Jones’ lawyer, Norman Pattis, called the request “an unprecedented overreach” and raised concerns about due process, in an email to The Associated Press.

Earlier Friday, Jones said on his website show that it was “absolutely preposterous” the families’ lawyers were trying to have him arrested for missing a deposition because of illness. He said the families’ lawyers had delayed depositions in the case several times and he didn’t complain.

In November, Bellis found Jones liable for damages, and his testimony is now being sought in a deposition ahead of a trial later this year to determine how much he should pay the families.

Twenty first graders and six educators were killed in the 2012 shooting in Newtown, Connecticut.

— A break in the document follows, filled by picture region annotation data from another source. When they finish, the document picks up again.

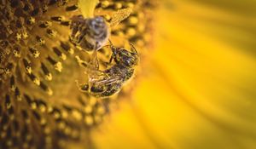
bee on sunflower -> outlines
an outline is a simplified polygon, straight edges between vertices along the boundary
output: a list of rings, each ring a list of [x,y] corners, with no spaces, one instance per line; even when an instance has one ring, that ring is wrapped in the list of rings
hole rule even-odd
[[[112,100],[129,95],[123,83],[133,76],[137,49],[143,54],[150,43],[149,7],[144,0],[0,1],[0,148],[90,142]]]

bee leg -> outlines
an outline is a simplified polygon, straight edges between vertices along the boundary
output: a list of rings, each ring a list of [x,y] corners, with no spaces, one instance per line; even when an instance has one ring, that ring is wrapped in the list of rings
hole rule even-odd
[[[81,92],[88,92],[89,85],[87,83],[80,84],[78,80],[75,80],[77,83],[77,87],[79,89]]]
[[[136,48],[134,47],[134,45],[131,43],[130,43],[130,45],[131,46],[131,51],[135,54],[137,54],[137,51]]]
[[[92,59],[90,60],[90,65],[96,69],[99,69],[99,61],[97,57],[97,51],[94,50],[92,54]]]
[[[108,61],[108,65],[110,65],[110,64],[112,63],[113,59],[113,54],[111,54],[111,57],[110,57],[110,59],[109,59],[109,61]]]

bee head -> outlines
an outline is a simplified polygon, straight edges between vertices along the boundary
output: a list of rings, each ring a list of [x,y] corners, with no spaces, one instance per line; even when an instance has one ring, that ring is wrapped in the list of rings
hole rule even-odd
[[[130,52],[123,48],[114,49],[114,60],[117,64],[125,67],[132,67],[137,64],[138,56],[137,52]]]

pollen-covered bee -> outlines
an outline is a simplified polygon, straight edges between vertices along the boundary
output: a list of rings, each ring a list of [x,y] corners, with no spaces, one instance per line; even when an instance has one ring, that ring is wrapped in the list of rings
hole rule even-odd
[[[132,44],[131,51],[124,48],[116,48],[110,42],[112,56],[109,63],[113,60],[115,62],[110,68],[104,71],[92,70],[89,72],[88,82],[84,84],[78,84],[79,89],[90,95],[99,98],[108,97],[118,93],[123,84],[129,80],[134,73],[135,66],[138,62],[138,54]],[[80,65],[88,67],[88,63],[77,60]]]
[[[123,9],[113,13],[110,23],[103,17],[94,16],[84,18],[83,15],[73,16],[71,24],[70,40],[87,51],[97,50],[103,47],[108,40],[110,26],[118,25],[127,18],[131,9]]]
[[[84,19],[82,15],[73,17],[71,42],[87,51],[102,48],[109,37],[109,27],[103,17]]]
[[[103,17],[84,18],[83,15],[73,16],[71,23],[71,42],[85,51],[93,51],[91,64],[98,68],[96,51],[102,48],[108,40],[110,27],[118,25],[127,18],[131,9],[123,9],[113,13],[110,23]]]

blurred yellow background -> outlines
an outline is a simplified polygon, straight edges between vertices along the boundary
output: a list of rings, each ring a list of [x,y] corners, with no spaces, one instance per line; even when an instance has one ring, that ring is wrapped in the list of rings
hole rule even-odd
[[[256,1],[159,3],[144,75],[93,146],[255,148]]]

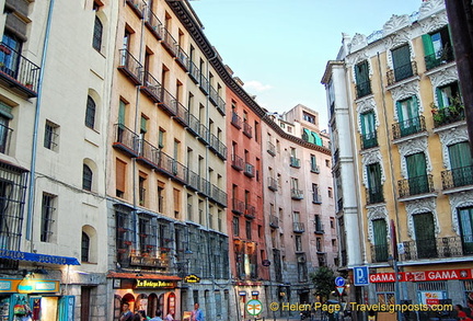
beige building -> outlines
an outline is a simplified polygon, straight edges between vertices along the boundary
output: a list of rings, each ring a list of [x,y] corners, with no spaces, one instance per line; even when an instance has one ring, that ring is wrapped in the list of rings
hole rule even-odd
[[[273,301],[313,302],[310,273],[336,266],[332,164],[319,114],[302,105],[262,125],[264,207]]]
[[[393,15],[368,37],[345,35],[323,83],[339,156],[341,268],[370,267],[370,302],[464,305],[473,163],[443,1]]]

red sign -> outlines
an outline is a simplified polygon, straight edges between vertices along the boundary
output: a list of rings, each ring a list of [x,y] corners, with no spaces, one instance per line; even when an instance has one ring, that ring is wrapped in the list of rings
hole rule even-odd
[[[394,273],[376,273],[369,276],[371,283],[394,282]],[[400,272],[400,282],[420,282],[420,280],[446,280],[446,279],[471,279],[473,270],[439,270],[419,272]]]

The families of eight of the victims and an FBI agent who responded to school sued Jones, Infowars and others in Connecticut, saying they have been subjected to harassment and death threats from Jones’ followers because of the hoax conspiracy promoted on the show. Jones has since said he believes the shooting did occur.

Jones also was found liable for damages in similar lawsuits filed in Texas by relatives of Sandy Hook victims, and also faces trial later this year.

Jones returned to the Infowars studio on Friday for the first time since Tuesday and disclosed on the show that medical testing showed he had a sinus infection. He said he had experienced vertigo, and his doctors initially thought it was a serious heart problem and advised him to stay home and not go to the deposition.